Uma das salas, no entanto, inspirada no modelo de “salas de aula do futuro”, estava pintada de cores fortes formando áreas com funções específicas que as nossas guias nos explicaram. Além das cores com que estava pintada, o mobiliário e material tecnológico transportava-nos para um ambiente diferente. No entanto, foi o modelo pedagógico seguido na hora da visita que mais nos cativou. Decorria uma tertúlia literária e uma das alunas preparava-se para partilhar com os presentes um livro que tinha lido. Questionada pela professora se poderia fazer a apresentação connosco a assistir, a aluna aceitou o desafio. No final da excelente apresentação, os colegas questionaram-na e apreciaram o trabalho desenvolvido. À medida que a sessão decorria, a professora pedia aos alunos que assumissem uma determinada configuração. A transformação acontecia de forma ordeira, em poucos segundos, permitindo-lhes, facilmente, voltar-se para a colega que apresentava ou formar um círculo para discutirem entre si. O entusiasmo em torno desta sala, mas sobretudo sobre o que nela decorria, foi tanto que, embora avisados pelas nossas anfitriãs, acabamos por não ter tempo de espreitar outra das atividades previstas e, por isso, deixamos aqui, a elas e ao professor que nos esperava, as nossas desculpas.
Pouco antes de terminarmos a visita, tivemos ainda tempo de passar pela sala de música onde os alunos ensaiavam, graças a umas máscaras inovadoras que, segundo nos disse a sua professora, foram construídas com base nas que estão a ser usadas nas orquestras para continuarem a ensaiar em tempo de pandemia.
Acabamos a visita na sala de professores à volta de um simpático lanche que a escola nos ofereceu.

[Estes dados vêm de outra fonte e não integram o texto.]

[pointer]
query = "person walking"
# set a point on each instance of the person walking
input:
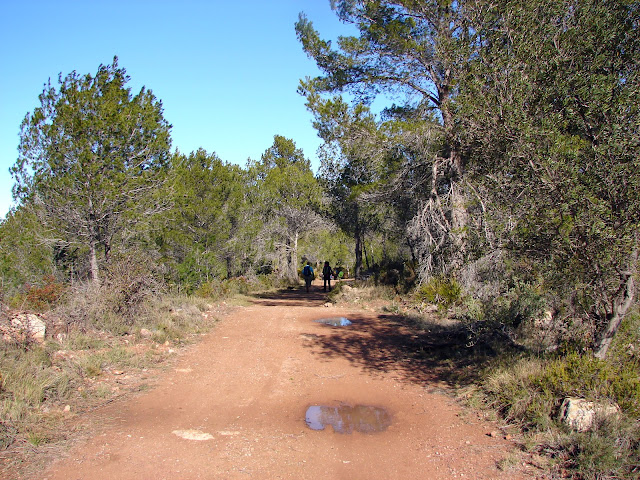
(326, 276)
(307, 273)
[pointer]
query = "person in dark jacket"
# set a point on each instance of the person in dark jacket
(326, 276)
(307, 273)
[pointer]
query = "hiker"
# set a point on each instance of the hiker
(307, 273)
(326, 276)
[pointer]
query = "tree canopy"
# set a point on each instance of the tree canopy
(89, 156)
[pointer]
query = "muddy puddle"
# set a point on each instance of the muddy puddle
(334, 321)
(348, 419)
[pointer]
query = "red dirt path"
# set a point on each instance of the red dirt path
(245, 389)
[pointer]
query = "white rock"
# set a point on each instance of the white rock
(580, 414)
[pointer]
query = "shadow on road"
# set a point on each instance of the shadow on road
(393, 344)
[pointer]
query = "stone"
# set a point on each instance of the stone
(579, 414)
(33, 325)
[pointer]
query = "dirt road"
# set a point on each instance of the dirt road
(234, 407)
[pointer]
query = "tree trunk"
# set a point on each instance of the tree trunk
(358, 234)
(93, 263)
(621, 305)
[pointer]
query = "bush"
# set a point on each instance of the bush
(440, 291)
(39, 298)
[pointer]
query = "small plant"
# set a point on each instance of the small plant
(36, 439)
(440, 291)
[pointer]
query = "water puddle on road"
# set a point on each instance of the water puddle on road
(335, 321)
(348, 419)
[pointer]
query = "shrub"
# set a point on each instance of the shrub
(41, 297)
(440, 291)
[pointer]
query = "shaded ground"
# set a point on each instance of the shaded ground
(234, 406)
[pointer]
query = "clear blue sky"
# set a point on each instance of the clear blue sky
(226, 71)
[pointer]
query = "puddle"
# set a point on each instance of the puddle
(193, 435)
(335, 321)
(348, 419)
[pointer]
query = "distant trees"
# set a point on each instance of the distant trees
(200, 231)
(412, 52)
(90, 155)
(286, 196)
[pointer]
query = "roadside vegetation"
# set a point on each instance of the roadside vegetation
(495, 193)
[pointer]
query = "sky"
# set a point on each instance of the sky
(225, 71)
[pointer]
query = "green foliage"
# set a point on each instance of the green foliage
(24, 259)
(39, 298)
(203, 234)
(440, 291)
(550, 119)
(90, 157)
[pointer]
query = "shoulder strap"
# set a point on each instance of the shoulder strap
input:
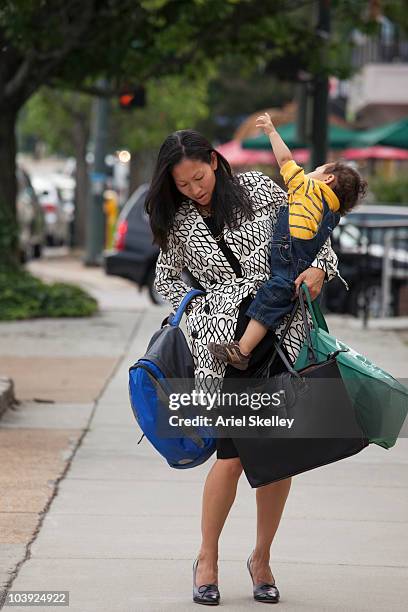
(175, 319)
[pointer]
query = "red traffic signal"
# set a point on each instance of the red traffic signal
(133, 98)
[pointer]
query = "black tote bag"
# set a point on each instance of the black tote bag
(268, 459)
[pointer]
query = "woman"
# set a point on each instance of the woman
(219, 227)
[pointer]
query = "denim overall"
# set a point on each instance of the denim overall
(289, 257)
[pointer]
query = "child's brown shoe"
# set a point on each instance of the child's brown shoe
(229, 352)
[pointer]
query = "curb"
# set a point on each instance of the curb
(7, 398)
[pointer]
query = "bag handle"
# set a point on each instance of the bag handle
(175, 318)
(311, 353)
(305, 290)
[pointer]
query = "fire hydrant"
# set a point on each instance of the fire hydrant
(111, 210)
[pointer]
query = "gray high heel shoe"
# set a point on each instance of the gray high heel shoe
(207, 594)
(265, 592)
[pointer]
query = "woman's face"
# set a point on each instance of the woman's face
(196, 179)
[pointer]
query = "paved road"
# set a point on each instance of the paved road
(123, 528)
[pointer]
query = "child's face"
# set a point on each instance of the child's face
(321, 173)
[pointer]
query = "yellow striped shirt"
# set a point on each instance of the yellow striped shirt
(305, 198)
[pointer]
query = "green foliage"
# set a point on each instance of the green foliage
(393, 191)
(173, 103)
(50, 116)
(22, 296)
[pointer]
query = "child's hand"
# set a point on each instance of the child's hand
(265, 122)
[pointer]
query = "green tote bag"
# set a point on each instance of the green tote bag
(380, 401)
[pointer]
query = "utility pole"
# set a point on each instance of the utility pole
(95, 226)
(319, 140)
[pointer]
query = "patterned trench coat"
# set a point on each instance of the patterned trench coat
(213, 317)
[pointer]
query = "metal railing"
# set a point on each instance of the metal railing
(385, 242)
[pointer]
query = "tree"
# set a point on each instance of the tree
(68, 43)
(168, 109)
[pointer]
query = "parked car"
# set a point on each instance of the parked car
(361, 253)
(56, 219)
(30, 218)
(134, 256)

Foi para nós um verdadeiro prazer ir conhecer pessoalmente os colegas que têm partilhado, ao longo do ano, algumas horas connosco refletindo sobre metodologias ativas e formas de usar as tecnologias digitais no processo de ensino e aprendizagem. Encontramos uma escola inovadora a muitos níveis. A tecnologia está presente mas não será, na nossa opinião, o único fator de sucesso deste projeto inovador. Não encontramos nenhum laboratório repleto de computadores onde os alunos individualmente aprendessem a usá-los, mas antes computadores espalhados pela escola que os alunos usavam, principalmente em grupo, quando necessitavam. O digital convive com o analógico, ocupando um lugar importante no acesso à informação, mas as questões metodológicas estão no centro de muitas das atividades a que assistimos.
Encontramos uma escola onde nos pareceu que os professores e alunos se sentem felizes trabalhando, sobretudo, em torno de projetos de pequena ou grande dimensão. A indisciplina parece não existir e cada aluno parece saber exatamente o que fazer em cada momento.

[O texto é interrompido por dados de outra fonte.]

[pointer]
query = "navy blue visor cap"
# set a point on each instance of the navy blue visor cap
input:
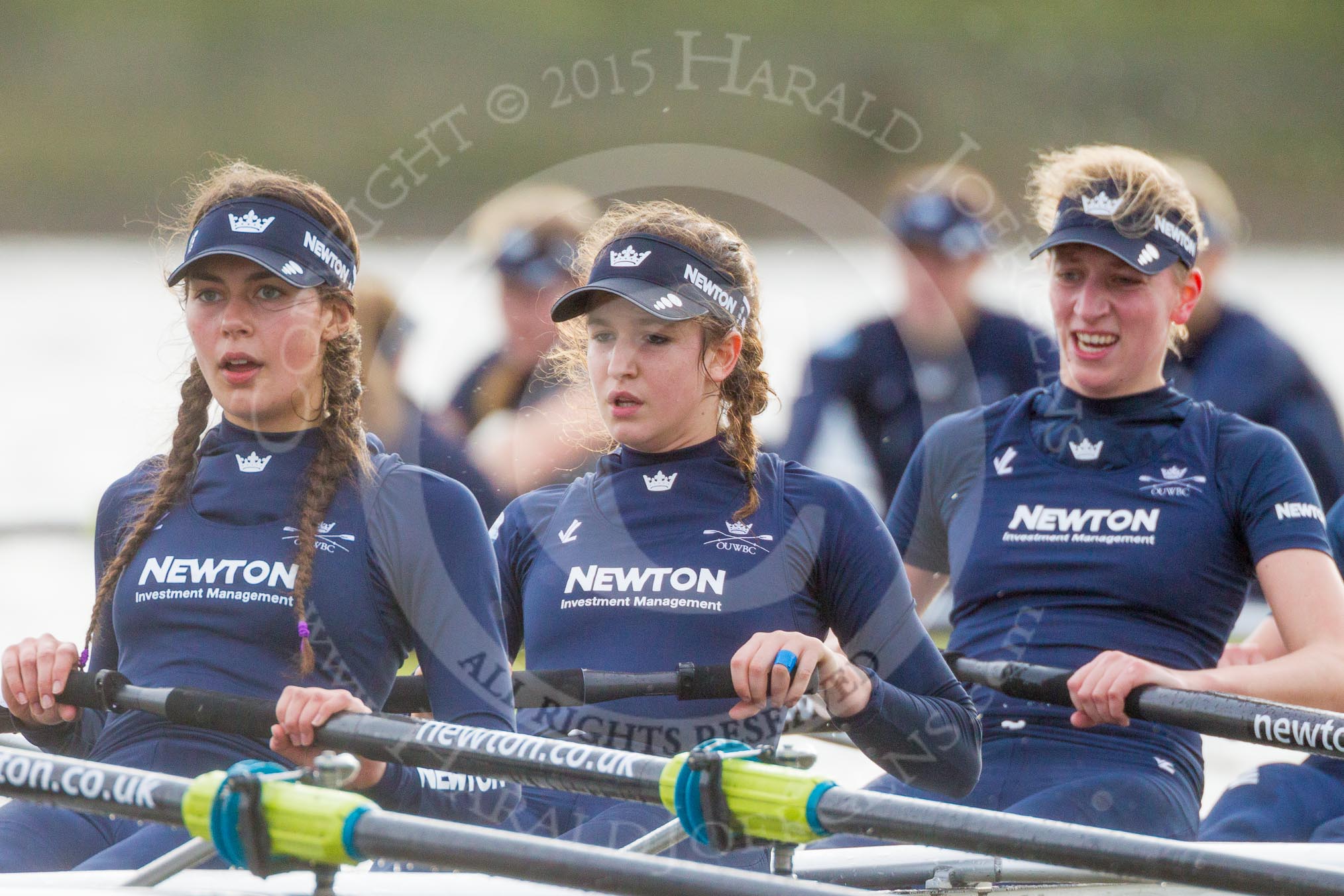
(285, 241)
(1089, 219)
(660, 277)
(938, 222)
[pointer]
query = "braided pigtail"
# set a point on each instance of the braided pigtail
(342, 457)
(742, 395)
(172, 481)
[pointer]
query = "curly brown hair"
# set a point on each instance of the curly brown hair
(342, 456)
(746, 390)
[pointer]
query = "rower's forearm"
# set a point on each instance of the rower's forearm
(928, 742)
(1311, 677)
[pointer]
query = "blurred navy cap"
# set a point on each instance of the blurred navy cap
(936, 221)
(534, 258)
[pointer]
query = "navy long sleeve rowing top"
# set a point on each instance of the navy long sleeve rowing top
(640, 566)
(1072, 526)
(404, 562)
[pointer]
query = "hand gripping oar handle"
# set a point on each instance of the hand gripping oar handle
(543, 688)
(1209, 712)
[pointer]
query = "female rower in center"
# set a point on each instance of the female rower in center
(690, 544)
(1109, 523)
(280, 547)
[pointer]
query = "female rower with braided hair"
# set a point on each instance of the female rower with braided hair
(690, 544)
(280, 547)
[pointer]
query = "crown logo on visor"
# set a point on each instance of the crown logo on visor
(252, 464)
(1101, 205)
(249, 223)
(659, 481)
(628, 257)
(1085, 451)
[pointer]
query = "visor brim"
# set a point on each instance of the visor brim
(645, 296)
(268, 258)
(1127, 249)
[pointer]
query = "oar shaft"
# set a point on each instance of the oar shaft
(89, 786)
(555, 862)
(909, 820)
(545, 688)
(1213, 714)
(624, 775)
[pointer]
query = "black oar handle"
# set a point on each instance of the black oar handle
(542, 688)
(533, 689)
(1219, 715)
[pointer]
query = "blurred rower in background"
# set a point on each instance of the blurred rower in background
(1235, 362)
(942, 353)
(392, 416)
(522, 431)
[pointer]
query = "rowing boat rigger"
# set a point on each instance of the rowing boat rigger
(704, 789)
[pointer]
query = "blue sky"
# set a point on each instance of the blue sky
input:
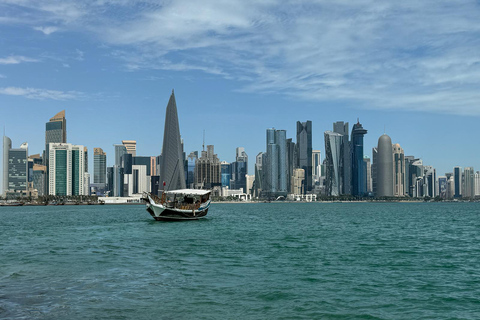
(239, 67)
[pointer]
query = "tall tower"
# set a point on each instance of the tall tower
(398, 171)
(131, 146)
(385, 167)
(99, 166)
(275, 164)
(55, 132)
(66, 169)
(56, 129)
(457, 180)
(7, 145)
(304, 152)
(171, 164)
(358, 173)
(345, 186)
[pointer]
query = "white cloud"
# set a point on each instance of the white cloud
(80, 55)
(41, 94)
(404, 55)
(16, 60)
(46, 30)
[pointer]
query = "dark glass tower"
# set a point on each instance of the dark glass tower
(384, 167)
(304, 152)
(345, 158)
(171, 162)
(358, 172)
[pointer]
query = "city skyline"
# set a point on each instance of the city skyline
(415, 81)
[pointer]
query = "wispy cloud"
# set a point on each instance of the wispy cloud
(17, 60)
(41, 94)
(46, 30)
(414, 55)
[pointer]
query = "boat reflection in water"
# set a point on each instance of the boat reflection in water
(177, 205)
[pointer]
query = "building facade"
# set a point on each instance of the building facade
(398, 171)
(66, 169)
(99, 166)
(384, 167)
(333, 162)
(358, 170)
(304, 153)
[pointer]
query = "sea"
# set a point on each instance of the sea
(244, 261)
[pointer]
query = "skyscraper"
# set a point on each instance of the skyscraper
(226, 173)
(55, 132)
(385, 167)
(345, 186)
(16, 181)
(275, 164)
(316, 165)
(56, 129)
(99, 166)
(469, 183)
(239, 169)
(398, 171)
(191, 159)
(7, 145)
(333, 155)
(374, 170)
(131, 146)
(208, 169)
(358, 172)
(304, 152)
(457, 180)
(368, 174)
(66, 169)
(171, 162)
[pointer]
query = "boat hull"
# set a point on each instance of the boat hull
(160, 213)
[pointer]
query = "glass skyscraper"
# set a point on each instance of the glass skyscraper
(333, 160)
(304, 152)
(274, 165)
(66, 169)
(18, 169)
(99, 166)
(358, 172)
(345, 186)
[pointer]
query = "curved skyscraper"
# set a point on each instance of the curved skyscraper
(171, 163)
(385, 167)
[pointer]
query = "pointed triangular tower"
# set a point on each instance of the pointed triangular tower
(171, 164)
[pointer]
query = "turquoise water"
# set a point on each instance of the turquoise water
(245, 261)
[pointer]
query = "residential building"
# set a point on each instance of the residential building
(345, 186)
(457, 180)
(130, 146)
(99, 166)
(333, 162)
(66, 169)
(398, 171)
(358, 170)
(208, 169)
(304, 153)
(384, 167)
(172, 158)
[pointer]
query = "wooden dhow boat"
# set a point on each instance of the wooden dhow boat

Queremos deixar um agradecimento à Direção por nos acolher, na pessoa do Sr. Diretor Nuno Mantas, mas também aos colegas da formação que prepararam a visita e sobretudo às quatro alunas que nos acompanharam. Temos a certeza que voltaremos e que, se possível, traremos colegas connosco porque tem sido um prazer imenso trabalhar, ao longo deste ano, com este grupo de professores especiais que também eles trabalham numa escola especial que merece uma visita de qualquer professor.